If one is willing to adjust the TenantRepository api one could of course make this look even better by using a method reference. If there is no need to support dynamically changing properties one could of course also build a complete whitelist at bean creation. The kotlin example should be adjusted accordingly.

Comment From: jzheaux

Hi, @daniKir, thanks for the suggestion.

I agree that this code sample likely tries to address too many of the reader's concerns at once. They can certainly add caching, etc. in a way that makes sense for their application without suggestions from Spring Security.

Are you able to submit a PR to update the documentation? And if so, would you please make the change on the 5.8.x branch?
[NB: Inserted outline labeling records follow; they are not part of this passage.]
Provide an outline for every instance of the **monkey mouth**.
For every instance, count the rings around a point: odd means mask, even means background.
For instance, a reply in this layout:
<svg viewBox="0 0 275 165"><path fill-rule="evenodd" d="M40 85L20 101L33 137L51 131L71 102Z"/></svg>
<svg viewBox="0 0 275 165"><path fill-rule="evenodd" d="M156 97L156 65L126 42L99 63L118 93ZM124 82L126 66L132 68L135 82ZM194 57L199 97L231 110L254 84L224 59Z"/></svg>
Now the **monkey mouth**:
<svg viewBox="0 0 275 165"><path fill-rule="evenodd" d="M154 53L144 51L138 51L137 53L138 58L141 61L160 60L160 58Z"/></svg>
Then when it gets merged, we can easily make sure the update makes it to all branches.

Comment From: daniKir

Hi @jzheaux, thank you for you response. I will gladly submit a PR with a documentation update. Do you have any preferences on the (last two) solutions I suggested?

Comment From: jzheaux

Great! I'd do the first of the two. I feel like it's a bit easier to read, which is valuable in documentation.

Comment From: spring-projects-issues

If you would like us to look at this issue, please provide the requested information. If the information is not provided within the next 7 days this issue will be closed.